The world’s largest cryptocurrency exchange in terms of volume yesterday announced the unveiling of a new platform for peer-to-peer trading for its traders in China.
China has imposed a ban on the trading of digital currency through centralized (third-party) exchanges. However, it seems that the state has no reservation against stocking and trading virtual token on a peer-to-peer basis.
Measuring the volume of over-the-counter (OTC) market is next to impossible. However, most analysts vouch that OTC is as important as trading on the exchanges, for the crypto ecosystem or is even bigger.

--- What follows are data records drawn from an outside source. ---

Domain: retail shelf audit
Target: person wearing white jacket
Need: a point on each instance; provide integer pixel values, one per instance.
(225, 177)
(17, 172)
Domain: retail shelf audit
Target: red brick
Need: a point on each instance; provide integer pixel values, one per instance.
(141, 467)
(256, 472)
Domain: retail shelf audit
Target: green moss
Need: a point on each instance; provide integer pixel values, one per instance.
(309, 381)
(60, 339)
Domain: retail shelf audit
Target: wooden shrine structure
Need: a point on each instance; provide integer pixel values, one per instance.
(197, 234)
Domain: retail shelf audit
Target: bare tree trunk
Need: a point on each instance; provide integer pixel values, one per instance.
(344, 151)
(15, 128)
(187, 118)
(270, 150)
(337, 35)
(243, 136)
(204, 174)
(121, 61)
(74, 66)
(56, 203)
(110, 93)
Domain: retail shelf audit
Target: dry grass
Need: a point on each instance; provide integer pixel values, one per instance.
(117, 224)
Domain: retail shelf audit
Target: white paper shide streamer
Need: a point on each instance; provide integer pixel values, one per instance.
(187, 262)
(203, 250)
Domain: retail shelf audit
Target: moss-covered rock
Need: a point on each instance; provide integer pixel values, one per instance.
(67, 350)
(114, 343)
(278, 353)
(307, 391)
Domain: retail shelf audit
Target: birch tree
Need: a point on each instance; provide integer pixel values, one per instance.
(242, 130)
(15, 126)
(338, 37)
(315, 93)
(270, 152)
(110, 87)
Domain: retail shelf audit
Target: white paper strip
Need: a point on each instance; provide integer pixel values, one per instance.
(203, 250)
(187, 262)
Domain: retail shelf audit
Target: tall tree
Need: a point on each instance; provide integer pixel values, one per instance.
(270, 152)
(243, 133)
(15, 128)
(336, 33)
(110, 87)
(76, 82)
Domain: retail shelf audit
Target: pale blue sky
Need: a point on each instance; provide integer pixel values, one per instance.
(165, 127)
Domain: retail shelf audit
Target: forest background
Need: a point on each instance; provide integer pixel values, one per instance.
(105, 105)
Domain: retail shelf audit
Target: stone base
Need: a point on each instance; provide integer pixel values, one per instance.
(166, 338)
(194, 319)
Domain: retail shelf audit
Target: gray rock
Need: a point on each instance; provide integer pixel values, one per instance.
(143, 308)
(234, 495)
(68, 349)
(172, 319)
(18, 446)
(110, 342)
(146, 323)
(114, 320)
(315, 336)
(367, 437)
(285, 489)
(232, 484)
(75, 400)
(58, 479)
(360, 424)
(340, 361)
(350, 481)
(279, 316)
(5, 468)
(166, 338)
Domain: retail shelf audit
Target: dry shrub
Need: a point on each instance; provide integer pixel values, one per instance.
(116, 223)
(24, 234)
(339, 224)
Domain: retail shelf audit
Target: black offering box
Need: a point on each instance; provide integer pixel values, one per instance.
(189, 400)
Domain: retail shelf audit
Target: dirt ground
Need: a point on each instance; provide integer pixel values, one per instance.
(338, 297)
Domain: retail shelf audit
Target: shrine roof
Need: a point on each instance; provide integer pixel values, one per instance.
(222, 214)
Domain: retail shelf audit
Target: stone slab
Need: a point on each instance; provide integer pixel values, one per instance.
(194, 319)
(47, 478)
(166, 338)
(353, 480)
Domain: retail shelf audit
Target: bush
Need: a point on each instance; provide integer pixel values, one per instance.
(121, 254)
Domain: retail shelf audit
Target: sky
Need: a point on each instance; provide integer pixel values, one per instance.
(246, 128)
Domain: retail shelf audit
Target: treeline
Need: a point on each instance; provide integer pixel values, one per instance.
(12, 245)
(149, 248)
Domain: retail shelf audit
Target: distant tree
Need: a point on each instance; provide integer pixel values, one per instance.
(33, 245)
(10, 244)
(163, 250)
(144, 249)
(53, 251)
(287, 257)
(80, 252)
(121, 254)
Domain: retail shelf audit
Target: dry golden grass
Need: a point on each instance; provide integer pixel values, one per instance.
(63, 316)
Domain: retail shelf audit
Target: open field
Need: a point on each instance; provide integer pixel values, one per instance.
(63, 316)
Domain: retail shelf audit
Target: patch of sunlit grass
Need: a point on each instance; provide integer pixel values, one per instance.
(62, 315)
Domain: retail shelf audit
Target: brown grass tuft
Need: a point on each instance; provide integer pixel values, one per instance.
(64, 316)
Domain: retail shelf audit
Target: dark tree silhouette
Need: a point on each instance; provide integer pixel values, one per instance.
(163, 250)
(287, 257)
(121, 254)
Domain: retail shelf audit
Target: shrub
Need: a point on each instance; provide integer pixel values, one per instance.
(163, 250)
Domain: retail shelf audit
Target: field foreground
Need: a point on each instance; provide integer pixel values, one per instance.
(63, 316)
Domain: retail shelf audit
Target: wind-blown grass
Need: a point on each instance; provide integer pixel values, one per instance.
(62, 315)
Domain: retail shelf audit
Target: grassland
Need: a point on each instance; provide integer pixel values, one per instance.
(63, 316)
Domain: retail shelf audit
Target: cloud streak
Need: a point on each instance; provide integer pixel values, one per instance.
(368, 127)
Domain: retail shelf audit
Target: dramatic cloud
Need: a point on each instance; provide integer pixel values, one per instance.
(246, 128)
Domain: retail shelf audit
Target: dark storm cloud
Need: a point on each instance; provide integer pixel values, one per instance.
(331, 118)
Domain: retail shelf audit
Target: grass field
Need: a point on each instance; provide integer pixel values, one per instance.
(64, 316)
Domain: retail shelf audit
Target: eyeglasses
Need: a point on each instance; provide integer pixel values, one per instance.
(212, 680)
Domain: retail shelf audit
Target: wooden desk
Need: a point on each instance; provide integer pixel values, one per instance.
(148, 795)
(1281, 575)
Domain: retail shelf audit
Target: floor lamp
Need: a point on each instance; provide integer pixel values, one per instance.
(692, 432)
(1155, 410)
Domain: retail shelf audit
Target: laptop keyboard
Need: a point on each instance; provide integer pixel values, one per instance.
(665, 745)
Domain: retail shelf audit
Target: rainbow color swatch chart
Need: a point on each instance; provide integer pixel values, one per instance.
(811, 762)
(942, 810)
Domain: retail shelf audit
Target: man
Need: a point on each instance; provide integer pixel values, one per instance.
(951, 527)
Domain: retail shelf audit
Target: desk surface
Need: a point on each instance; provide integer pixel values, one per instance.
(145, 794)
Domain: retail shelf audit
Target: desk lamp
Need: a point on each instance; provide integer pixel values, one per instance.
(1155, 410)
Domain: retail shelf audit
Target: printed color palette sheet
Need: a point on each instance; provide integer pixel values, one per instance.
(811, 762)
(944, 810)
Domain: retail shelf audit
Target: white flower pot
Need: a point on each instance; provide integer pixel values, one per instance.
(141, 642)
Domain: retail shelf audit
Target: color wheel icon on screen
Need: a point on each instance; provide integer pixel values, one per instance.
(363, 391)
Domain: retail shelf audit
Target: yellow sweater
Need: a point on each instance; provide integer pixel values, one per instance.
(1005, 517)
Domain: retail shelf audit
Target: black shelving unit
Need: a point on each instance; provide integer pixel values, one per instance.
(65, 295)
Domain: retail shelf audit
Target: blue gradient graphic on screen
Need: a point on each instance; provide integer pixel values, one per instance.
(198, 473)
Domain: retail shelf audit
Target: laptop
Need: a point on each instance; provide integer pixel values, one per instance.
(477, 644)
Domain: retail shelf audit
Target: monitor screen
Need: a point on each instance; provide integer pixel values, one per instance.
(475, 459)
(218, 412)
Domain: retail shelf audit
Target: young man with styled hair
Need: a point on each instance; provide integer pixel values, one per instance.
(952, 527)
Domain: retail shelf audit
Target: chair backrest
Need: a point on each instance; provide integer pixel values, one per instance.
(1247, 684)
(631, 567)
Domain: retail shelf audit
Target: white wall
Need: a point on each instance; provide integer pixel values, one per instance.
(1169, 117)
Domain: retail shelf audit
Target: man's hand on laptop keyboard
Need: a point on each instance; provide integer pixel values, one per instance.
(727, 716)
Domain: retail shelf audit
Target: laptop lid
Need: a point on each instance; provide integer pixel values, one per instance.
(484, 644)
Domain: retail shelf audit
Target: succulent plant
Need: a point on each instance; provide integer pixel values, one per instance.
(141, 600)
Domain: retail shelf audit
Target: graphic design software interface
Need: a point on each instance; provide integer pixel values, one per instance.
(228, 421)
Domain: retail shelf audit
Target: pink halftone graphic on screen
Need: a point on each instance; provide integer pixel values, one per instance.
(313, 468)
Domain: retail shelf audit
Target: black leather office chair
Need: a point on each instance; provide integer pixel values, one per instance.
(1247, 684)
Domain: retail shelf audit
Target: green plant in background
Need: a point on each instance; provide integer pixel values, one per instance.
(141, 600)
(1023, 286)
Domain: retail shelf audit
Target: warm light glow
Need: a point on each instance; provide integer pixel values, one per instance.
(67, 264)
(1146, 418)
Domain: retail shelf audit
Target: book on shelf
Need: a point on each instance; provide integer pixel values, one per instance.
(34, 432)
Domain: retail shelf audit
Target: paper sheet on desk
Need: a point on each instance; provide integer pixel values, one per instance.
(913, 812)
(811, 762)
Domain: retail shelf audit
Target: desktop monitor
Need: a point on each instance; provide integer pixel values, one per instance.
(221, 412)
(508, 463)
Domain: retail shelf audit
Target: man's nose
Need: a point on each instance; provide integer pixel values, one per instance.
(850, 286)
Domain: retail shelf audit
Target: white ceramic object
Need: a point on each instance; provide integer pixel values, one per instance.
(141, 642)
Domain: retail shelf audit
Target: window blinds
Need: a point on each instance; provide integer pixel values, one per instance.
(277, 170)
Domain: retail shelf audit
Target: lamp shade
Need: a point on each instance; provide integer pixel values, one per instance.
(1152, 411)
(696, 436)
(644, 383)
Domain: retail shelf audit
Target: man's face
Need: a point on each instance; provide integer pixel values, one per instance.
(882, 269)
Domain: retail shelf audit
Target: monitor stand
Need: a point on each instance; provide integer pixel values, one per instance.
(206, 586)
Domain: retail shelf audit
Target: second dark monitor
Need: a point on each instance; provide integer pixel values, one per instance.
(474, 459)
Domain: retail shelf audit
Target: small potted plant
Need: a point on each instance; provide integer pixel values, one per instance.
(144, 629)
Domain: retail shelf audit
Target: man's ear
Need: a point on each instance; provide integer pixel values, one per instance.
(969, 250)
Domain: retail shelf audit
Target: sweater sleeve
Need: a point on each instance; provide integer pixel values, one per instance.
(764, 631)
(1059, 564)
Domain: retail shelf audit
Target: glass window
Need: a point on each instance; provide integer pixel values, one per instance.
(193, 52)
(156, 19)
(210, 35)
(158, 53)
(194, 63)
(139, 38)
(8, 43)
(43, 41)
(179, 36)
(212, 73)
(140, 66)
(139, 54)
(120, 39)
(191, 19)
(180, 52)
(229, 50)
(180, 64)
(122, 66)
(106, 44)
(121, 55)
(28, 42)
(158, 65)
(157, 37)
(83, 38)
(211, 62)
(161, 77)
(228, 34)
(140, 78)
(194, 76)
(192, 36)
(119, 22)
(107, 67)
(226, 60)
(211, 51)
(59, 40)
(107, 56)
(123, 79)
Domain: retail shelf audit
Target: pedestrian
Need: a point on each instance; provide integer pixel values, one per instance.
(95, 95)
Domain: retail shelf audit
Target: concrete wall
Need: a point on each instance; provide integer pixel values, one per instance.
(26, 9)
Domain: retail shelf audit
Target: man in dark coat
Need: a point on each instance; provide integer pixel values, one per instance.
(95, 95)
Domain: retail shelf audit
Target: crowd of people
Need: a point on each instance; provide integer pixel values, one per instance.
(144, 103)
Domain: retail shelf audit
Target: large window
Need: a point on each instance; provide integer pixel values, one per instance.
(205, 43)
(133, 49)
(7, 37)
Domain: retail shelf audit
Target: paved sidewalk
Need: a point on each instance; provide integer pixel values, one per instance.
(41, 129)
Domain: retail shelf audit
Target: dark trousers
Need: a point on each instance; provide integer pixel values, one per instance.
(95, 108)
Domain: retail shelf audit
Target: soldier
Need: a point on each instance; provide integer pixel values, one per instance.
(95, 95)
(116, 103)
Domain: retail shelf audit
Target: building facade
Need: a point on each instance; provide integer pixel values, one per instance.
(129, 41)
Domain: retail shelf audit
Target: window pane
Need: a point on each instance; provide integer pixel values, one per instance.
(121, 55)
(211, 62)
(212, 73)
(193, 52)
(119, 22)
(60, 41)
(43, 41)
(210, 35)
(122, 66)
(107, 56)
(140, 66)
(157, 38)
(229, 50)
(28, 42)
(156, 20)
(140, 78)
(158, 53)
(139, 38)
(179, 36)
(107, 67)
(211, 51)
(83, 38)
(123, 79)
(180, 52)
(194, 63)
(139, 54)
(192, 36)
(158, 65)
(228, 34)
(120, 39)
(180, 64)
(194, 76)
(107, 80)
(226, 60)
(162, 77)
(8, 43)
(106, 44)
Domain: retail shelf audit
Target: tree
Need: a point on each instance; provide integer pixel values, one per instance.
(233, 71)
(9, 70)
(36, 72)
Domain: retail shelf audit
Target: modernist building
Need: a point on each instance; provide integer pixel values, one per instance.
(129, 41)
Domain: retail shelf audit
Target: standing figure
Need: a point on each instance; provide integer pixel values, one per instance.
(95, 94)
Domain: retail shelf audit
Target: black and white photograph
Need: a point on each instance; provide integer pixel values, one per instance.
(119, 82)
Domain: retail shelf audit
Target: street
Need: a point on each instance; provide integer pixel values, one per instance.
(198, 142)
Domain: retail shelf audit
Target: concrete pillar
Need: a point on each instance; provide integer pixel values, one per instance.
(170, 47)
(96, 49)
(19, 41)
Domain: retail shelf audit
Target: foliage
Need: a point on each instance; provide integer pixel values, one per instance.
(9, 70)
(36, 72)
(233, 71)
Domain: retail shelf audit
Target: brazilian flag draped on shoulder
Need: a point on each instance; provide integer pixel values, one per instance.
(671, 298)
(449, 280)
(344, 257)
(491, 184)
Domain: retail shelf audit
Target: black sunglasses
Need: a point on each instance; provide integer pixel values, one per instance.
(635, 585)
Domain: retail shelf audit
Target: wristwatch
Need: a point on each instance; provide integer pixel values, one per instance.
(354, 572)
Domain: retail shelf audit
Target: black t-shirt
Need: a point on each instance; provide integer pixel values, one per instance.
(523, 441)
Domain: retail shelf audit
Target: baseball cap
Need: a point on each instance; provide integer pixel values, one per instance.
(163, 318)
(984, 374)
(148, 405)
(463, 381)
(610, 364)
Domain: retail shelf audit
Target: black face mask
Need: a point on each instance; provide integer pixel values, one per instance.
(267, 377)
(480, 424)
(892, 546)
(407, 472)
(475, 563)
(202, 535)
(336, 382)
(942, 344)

Launching of secure space for crypto-trading for Chinese traders is a big boost for digital currencies like Bitcoin. Setting up of this P2P platform opens a wide avenue for over 1.4 bn people residing in China into the world of cryptocurrency. At present, Chinese traders have moved around 30,000 Bitcoin on popular P2P Bitcoin marketplaces like Localbitcoins and Paxful.
As per the data published by Anacoinda, this volume of trade on P2P platforms makes China feature on the list of top five nations in the world in terms of P2P crypto trading. The volume of tokens moved by traders on such platforms stands at about $258M. The trade volume will get a boost if cryptocurrency can be easily exchanged among traders.
Injection of money into a virtual token market will lead to an even stable market, a market that is less prone to manipulation. What is worth noting is that many traders having access to the Chinese market also trade in others, which are more traditional markets. However, for most of the Chinese residents, the only short-term solution for trading digital currencies is through P2P platforms and OTC trading desks, like those being offered by Binance.